The tornado was part of a series of such storms that rolled across southern and central Alabama and the Florida Panhandle before moving into Georgia and South Carolina, the result of a colder air mass colliding with moist Gulf air moving northward on land. Hot and cold definitely don't mix in weather, and the resulting turbulence generated into a spin cycle that makes tornadoes so dangerous. These storms are always a threat around the time of the Ides of March as the season moves from ice cold to warm with the jet stream pushing the still very cold air of the north into the Southland. There is no way to stop that from happening. The advance warning, while improving, is quite short in time and unless one is attuned to weather radio or some other similar information source it often arrives with no knowledge.
I have written many times about the strength and power of ocean and coastal tides and waves at this time of year, but nothing comes with the suddenness of a tornado and the result can be ruined or destroyed lives and homes in short order. It shows the power of nature and how mankind will never fully conquer the strength of our natural environs.

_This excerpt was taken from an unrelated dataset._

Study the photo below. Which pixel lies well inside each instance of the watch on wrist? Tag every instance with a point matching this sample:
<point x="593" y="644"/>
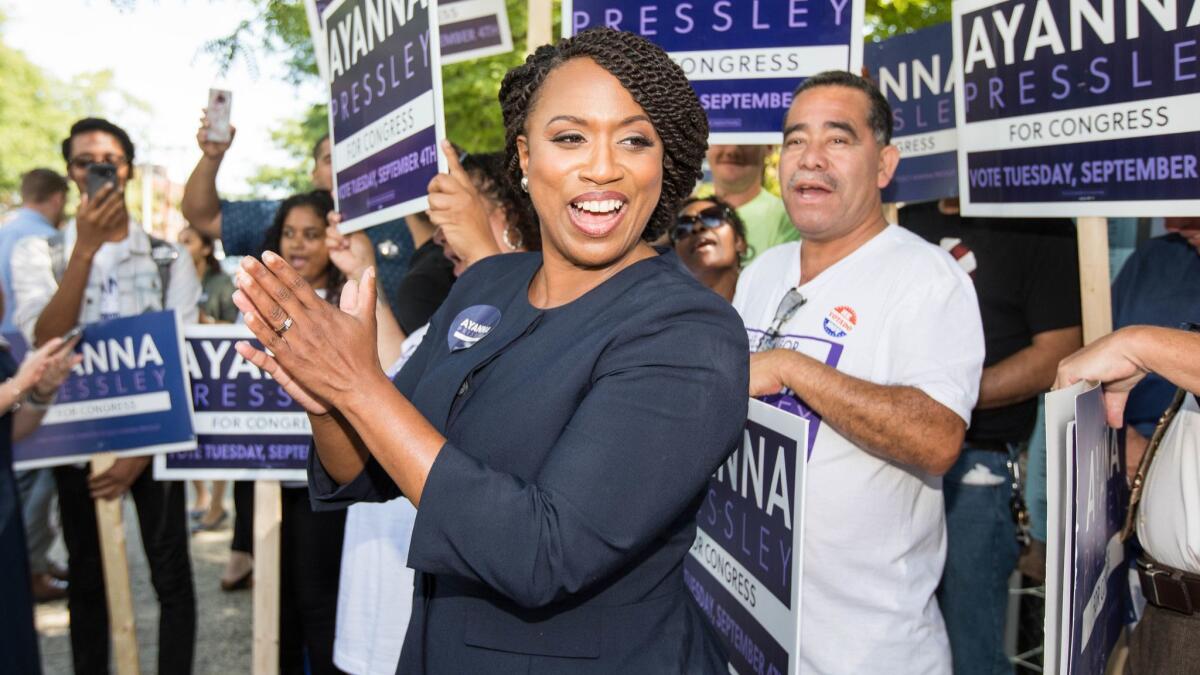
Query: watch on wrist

This much I can say with certainty. My own experience with a tornado came in the latter part of winter many moons ago when I was undergoing military training In Missouri, a definite hot spot in tornado alley. We had been out on a field training exercise and were on our way back to barracks on foot when the tornado sirens went off all over the post. We went into ditches beside the road and could hear the noise of a tornado, sounding like a freight train, but not right over us but off in the near distance. When the all clear signal came, we finished our march and when arriving in the barracks area our building was fine, but another not far away was gone. It left behind a straight line of debris in the direction the tornado followed after flattening the building. The normal occupants were fortunate that they, just like my training group, had been out in the field when the tornado struck. Had the twister hit in the dark of night with little warning, untold numbers might not have awakened the next day.
Like all violent storms of nature, never assume you are out of harm's way until you know the storm has passed. And that is just another message as we near the Ides of March for this year. Stay alert, stay ready, stay alive. And may God shine His light of love and comfort for all of those in Beauregard, Alabama this day.